A construção desigual da cidade também exprime a desigualdade de distribuição de renda. Segundo o Plano Diretor, de 2008, as pessoas pobres, que têm rendimento médio inferior a dois salários mínimos vivem nas regiões acêntricas de Bauru, conhecidas pelas ausências — de segurança, educação e cultura. Quem tem renda maior que quinze salários mínimos ocupa a zona centro-sul da cidade, com melhor infraestrutura e qualidade de vida.

Outro indicador apresentado no Plano Diretor é a educação. O documento mostra que a desproporção educacional dos bauruenses está atrelada ao território. É na região centro-sul, a mais rica, que estão as pessoas com maior escolaridade; a população analfabeta, por sua vez, reside nas zonas acêntricas, onde há poucas ou não há escolas.

“As periferias ficaram sempre com a migalha. A região norte, a região leste vêm crescendo de uma forma onde os recursos chegam minoritariamente, e as áreas da região sul são sempre as mais privilegiadas, pois o poder público as favorece, por conta dos compromissos com as classes dominantes”, comenta Xaides.

(Foto: Ana Carolina Moraes/ JORNAL DOIS)

Senzalas urbanas

Dos 400 bairros de Bauru, mencionados no Plano Diretor, 22 eram favelas com cerca de 3 mil barracos. A maior parte dessas construções ocupavam áreas verdes e de preservação permanente, distantes do centro. O professor José Xaides conta que, na época da discussão do plano, foi identificado que a cidade tinha muitos espaços vazios em seu interior e que não tinha necessidade de expandir para a periferia.

No entanto, esta perspectiva mudou quando a necessidade de expansão para as zonas mais afastadas parte dos interesses do capital financeiro, de construtoras. Xaides explica que, nesse processo, passou a ser aprovado condomínios na cabeceira de córregos, condomínios em áreas que eram originalmente de Preservação Permanente ou de APAs. “Isso gerou um caso extremo aqui, de um condomínio que depois foi detectado que ele estava em área de APA no município Bauru e tinha sido aprovada como Agudos, e é um condomínio que está para ser desmanchado. E os bens da construtora, daqueles políticos que aprovaram, estão, inclusive, bloqueados pela Justiça para garantir a devolução do dinheiro de quem foi enganado. Alphaville também foi aprovado assim”.
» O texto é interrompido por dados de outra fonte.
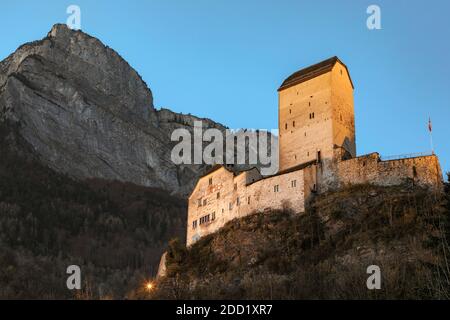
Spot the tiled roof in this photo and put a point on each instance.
(311, 72)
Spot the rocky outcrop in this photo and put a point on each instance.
(87, 113)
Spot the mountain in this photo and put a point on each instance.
(86, 176)
(324, 253)
(115, 231)
(88, 114)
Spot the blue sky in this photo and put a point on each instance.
(225, 59)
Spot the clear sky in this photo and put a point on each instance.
(224, 59)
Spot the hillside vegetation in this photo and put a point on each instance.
(114, 231)
(324, 253)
Próximos a essas áreas periféricas apropriadas pelo capital financeiro para a construção de condomínios, por exemplo, surgem as favelas. Enquanto os condomínios têm organização para a construção das moradias, iluminação, asfalto, água — às vezes represas — e muros que “garantem” a segurança, as favelas são desprovidas de tudo e violentadas pelo Estado. Estes espaços acêntricos surgem ao lado dos condomínios para manter a hierarquia social e garantir a prestação de serviços subalternos dos mais pobres para os mais ricos.

É o caso do bairro Jardim Niceia. O bairro fica ao lado de uma universidade pública e entre três condomínios residenciais. Às seis da tarde, o fluxo nesta região é intenso: a entrada dos proprietários nos condomínios, a saída dos trabalhadores dos condomínios rumo às suas casas no Jardim Nicéia, a passagem de estudantes para entrar ou sair da universidade. Cada um destes atores, presos em suas realidades delimitadas por classes, sabem em qual espaço podem estar ou não. Xaides explica que o fenômeno de ter favelas próximas de regiões ricas é “social, cultural do Brasil, é a própria pobreza que justifica isso, como a casa grande e a senzala, vamos dizer assim, urbanas.”